I have become my own best friend, diminishing my desperate need to belong with others. With love, I have also had to let go of some friendships. Some people are in our lives for a season, not a lifetime. If you find that the fears you are having begin to interfere with your daily life and happiness, then it might be time to seek out a therapist. A professional might be the right choice for you to begin living a healthy and fulfilling life. You really don’t have enough willpower, but you don’t need it.

What’s the longest phobia?

What Does It Mean to Fear Long Words? Hippopotomonstrosesquippedaliophobia is the fear of long words. Understanding the phobia can help you overcome it and live a fulfilling life. Hippopotomonstrosesquippedaliophobia is one of the longest words in the dictionary, and ironically, it means the fear of long words.

Looking back now, I can see that whenever my substance abuse was at its worst, it was in a higher stress period of my life. I think most, but not all, cases of addiction are simply people who haven’t learned or built healthy coping mechanisms and fall victim to a vice to help them cope. When you are newly sober or thinking about quitting drinking, I know the fear of how others will react can feel like a hurdle. My relationships have not only changed, but have improved since I’ve quit drinking. Drinking gave me a one track mind, always seeking more alcohol. Sobriety has made me a better wife, mother, daughter, and friend.

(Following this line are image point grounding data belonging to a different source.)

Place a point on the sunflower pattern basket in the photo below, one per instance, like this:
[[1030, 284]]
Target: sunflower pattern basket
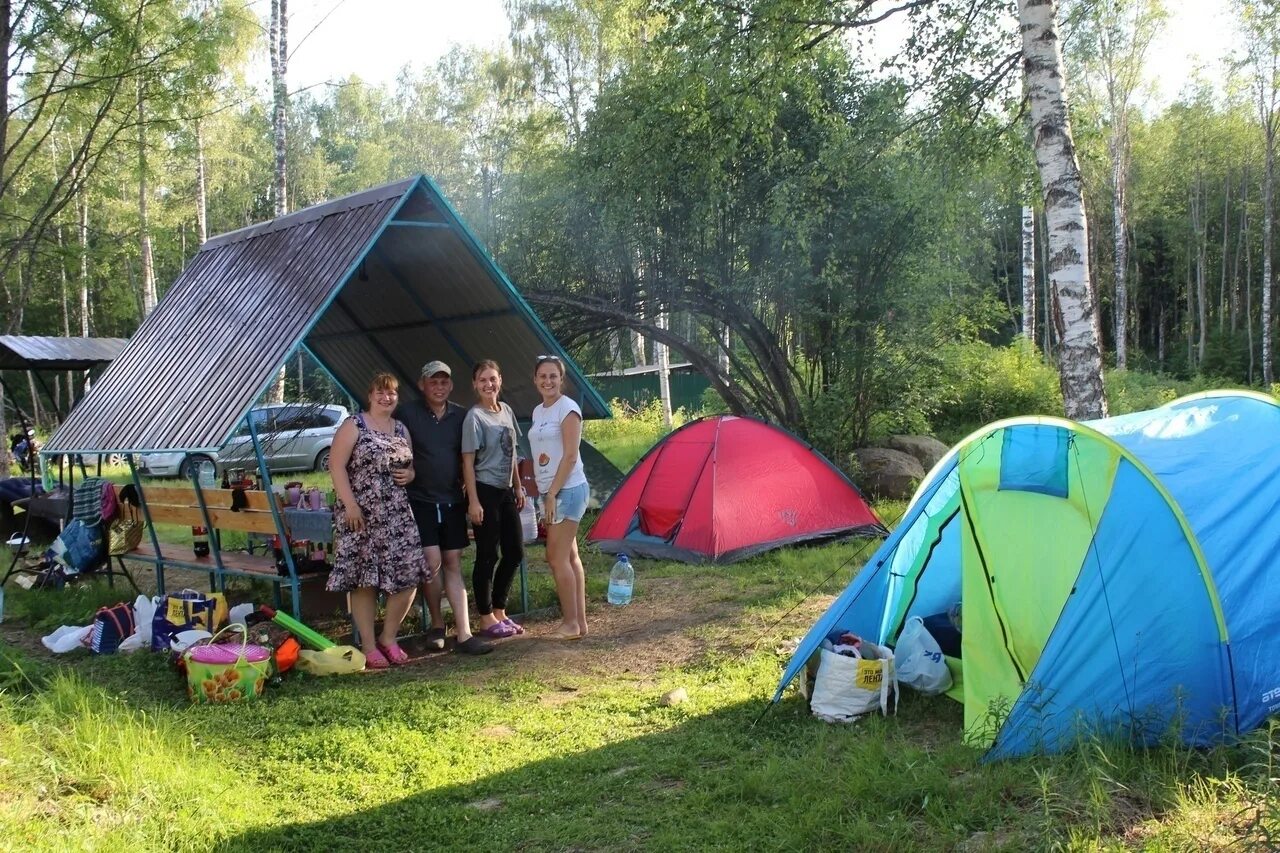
[[219, 674]]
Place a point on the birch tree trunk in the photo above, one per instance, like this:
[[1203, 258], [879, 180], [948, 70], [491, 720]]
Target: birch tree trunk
[[1260, 31], [1226, 231], [149, 270], [1267, 201], [279, 40], [1029, 273], [67, 311], [201, 199], [1119, 188], [280, 97], [1080, 356], [659, 352], [83, 241], [1200, 228]]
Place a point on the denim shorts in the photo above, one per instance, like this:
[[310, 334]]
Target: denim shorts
[[571, 503]]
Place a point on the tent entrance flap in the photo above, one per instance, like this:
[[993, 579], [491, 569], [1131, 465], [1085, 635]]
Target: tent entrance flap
[[668, 488]]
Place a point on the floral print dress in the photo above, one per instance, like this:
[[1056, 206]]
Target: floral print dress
[[387, 553]]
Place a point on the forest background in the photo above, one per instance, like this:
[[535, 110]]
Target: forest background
[[845, 237]]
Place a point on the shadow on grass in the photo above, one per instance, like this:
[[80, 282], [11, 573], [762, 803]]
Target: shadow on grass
[[712, 781]]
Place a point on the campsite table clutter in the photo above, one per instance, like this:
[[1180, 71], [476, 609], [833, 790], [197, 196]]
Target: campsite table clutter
[[223, 653]]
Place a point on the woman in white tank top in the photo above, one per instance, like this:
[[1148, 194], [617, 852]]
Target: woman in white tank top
[[553, 439]]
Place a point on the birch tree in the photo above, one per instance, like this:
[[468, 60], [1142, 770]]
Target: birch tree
[[1029, 273], [279, 51], [1063, 188], [1115, 37], [1260, 27]]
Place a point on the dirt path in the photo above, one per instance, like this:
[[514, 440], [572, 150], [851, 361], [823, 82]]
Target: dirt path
[[672, 623]]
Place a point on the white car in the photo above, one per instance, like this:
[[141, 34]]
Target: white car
[[295, 437]]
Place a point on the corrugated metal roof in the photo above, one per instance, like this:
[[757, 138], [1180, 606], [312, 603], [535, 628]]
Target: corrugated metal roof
[[37, 352], [384, 279]]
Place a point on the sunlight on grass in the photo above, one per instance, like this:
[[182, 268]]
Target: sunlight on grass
[[561, 748]]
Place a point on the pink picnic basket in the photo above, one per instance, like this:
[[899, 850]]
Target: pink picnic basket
[[219, 674]]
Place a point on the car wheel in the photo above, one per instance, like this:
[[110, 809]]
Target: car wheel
[[184, 469]]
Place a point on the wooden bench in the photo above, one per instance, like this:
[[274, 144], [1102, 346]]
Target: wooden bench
[[210, 509]]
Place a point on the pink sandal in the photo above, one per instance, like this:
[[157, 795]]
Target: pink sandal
[[394, 653]]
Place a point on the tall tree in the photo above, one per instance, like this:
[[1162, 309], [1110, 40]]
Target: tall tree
[[1260, 27], [1080, 355], [1115, 37], [1028, 232], [279, 51]]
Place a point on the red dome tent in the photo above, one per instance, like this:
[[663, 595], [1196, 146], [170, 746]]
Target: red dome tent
[[720, 489]]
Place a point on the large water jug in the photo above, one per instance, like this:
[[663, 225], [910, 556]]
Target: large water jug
[[622, 578]]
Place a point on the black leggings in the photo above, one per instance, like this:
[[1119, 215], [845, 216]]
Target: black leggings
[[501, 528]]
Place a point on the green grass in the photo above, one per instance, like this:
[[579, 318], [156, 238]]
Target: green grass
[[575, 751], [105, 753]]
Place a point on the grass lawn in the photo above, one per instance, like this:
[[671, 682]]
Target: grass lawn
[[552, 746], [548, 746]]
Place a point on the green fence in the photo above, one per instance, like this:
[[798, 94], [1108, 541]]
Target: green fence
[[686, 389]]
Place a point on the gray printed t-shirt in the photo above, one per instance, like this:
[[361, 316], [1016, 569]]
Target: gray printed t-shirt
[[492, 437]]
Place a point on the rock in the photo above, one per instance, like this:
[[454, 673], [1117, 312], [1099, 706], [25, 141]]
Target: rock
[[888, 473], [926, 448]]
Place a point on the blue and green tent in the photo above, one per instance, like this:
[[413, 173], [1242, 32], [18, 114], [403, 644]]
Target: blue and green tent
[[1118, 576]]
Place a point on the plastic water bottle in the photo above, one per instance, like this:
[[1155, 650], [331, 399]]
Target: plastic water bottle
[[622, 578]]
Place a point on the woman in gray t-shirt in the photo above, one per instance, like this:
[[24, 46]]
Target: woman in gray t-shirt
[[494, 500]]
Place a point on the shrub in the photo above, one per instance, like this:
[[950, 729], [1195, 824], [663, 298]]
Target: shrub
[[982, 383]]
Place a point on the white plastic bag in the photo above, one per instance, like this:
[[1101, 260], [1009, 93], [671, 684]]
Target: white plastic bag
[[919, 660], [144, 611], [68, 638], [240, 614], [846, 688], [131, 643], [529, 521]]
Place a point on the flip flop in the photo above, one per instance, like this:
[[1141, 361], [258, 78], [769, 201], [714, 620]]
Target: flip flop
[[474, 646], [498, 630], [394, 653]]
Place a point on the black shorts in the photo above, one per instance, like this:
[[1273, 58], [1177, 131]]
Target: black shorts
[[440, 525]]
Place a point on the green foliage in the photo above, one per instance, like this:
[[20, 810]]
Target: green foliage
[[1136, 391], [630, 432], [979, 383]]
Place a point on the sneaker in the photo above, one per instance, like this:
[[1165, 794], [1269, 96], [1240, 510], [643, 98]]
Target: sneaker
[[474, 646]]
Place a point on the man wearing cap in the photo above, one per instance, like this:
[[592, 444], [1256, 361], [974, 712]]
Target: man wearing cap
[[435, 493]]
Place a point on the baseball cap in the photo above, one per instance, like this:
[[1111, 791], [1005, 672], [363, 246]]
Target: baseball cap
[[433, 368]]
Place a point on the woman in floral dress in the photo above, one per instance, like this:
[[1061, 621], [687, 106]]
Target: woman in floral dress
[[378, 547]]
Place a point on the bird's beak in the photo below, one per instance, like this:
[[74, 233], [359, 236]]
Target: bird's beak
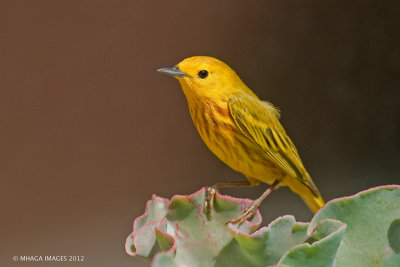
[[174, 71]]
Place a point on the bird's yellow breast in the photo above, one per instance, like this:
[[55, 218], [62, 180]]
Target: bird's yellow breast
[[222, 136]]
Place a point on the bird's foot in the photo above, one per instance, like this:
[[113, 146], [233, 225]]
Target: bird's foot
[[247, 214], [209, 200]]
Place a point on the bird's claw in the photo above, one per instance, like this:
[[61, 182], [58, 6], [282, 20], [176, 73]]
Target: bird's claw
[[209, 201], [247, 214]]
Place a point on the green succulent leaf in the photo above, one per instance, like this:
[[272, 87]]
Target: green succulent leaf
[[372, 234], [322, 252], [360, 230]]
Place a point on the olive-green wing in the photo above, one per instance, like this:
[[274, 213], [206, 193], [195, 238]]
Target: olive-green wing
[[259, 121]]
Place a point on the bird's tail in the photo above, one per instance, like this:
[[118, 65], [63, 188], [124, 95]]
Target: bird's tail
[[313, 202]]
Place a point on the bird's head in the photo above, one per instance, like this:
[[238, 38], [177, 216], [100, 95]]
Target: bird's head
[[202, 76]]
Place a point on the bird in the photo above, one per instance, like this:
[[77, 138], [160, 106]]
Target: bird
[[242, 131]]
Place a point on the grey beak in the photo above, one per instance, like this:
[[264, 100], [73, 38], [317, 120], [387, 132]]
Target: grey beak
[[174, 71]]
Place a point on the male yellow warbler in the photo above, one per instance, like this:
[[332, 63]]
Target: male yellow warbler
[[241, 130]]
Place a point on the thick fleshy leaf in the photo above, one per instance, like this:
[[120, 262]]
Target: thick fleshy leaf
[[264, 247], [372, 229]]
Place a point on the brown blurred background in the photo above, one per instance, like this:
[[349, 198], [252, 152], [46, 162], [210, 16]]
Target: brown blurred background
[[90, 130]]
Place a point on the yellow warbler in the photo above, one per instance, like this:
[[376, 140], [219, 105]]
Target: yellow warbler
[[241, 130]]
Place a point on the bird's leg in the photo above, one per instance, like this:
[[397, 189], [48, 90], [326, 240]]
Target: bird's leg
[[252, 208], [212, 190]]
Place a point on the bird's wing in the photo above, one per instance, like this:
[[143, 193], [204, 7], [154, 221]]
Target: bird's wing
[[259, 121]]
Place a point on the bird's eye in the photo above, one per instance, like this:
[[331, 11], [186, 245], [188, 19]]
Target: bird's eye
[[202, 74]]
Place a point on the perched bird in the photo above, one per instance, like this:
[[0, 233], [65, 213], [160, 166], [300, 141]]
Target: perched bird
[[243, 131]]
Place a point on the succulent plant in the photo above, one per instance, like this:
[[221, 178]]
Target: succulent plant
[[360, 230]]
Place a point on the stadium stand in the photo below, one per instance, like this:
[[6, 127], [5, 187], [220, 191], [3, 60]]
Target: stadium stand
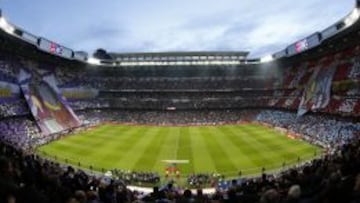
[[196, 95]]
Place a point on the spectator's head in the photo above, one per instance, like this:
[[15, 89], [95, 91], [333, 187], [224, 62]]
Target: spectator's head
[[270, 196], [6, 167], [294, 192]]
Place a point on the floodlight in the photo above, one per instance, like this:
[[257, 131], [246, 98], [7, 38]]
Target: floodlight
[[352, 17], [266, 59], [93, 61], [6, 26]]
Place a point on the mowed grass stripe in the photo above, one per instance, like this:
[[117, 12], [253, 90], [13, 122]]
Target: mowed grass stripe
[[166, 150], [73, 146], [202, 158], [223, 149], [219, 157], [253, 153], [234, 153], [117, 148], [132, 156], [255, 138], [285, 148], [148, 159], [185, 151]]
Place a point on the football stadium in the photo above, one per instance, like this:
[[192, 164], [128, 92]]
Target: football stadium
[[181, 126]]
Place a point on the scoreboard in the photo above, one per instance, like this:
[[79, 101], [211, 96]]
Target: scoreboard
[[54, 48], [304, 44]]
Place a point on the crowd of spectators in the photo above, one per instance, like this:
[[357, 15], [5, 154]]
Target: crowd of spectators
[[28, 178], [320, 129], [166, 117]]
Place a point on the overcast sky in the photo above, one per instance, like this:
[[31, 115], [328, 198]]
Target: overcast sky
[[261, 27]]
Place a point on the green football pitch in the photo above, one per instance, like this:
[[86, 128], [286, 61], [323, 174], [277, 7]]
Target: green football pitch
[[224, 149]]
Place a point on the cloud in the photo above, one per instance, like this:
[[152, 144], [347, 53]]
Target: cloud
[[189, 25]]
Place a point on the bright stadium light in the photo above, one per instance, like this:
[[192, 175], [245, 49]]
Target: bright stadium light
[[6, 26], [266, 59], [93, 61], [352, 18]]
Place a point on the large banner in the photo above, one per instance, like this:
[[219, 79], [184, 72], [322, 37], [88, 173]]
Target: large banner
[[49, 108], [316, 94]]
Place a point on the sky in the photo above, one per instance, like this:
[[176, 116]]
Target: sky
[[260, 27]]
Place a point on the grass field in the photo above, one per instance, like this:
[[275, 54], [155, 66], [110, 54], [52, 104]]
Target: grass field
[[224, 149]]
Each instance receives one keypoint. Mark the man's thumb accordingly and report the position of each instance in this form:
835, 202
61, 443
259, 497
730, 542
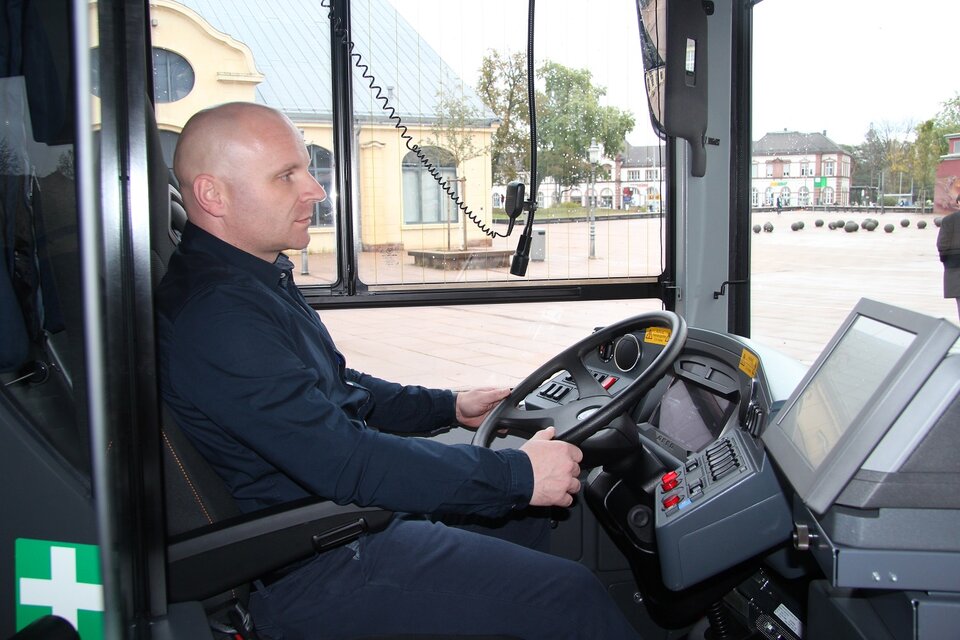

Without change, you won’t be able to achieve sobriety. Being supportive when out with friends or family who are in recovery and staying sober can help a lot. There are small steps you can take to make them feel more comfortable. People often make others feel like they are being boring or that their decision not to drink is wrong.

Even people for whom alcohol is not a problem experience this. Navigating your existing relationships in sobriety is a huge challenge. The good thing is that you don’t have to worry about that in the beginning. Sober movements are redefining what it means to have fun and challenging alcohol’s role in our social lives. After a while, you’ll be enjoying life on entirely different terms.

Unexpected Changes in Your First Year Sober

Sometimes people may not realise that they are ‘sober shaming’, they might think they are just having a joke. However, this can be really upsetting and damaging to some people, especially those people who may have struggled with their relationship with alcohol in the past. You might have heard the term popping up on social media recently but unsure of what it is. This is because it often goes unnoticed and people may not be aware of it.

I’ve made a lot of mistakes and still have a long way to go, but I am most certainly on the right trajectory. I have realised, though, that I am of more value to the people around me when I am also okay. For me to be okay, I need to do things that motivate me intrinsically. I wanted to be better but wanted to look after everyone else first.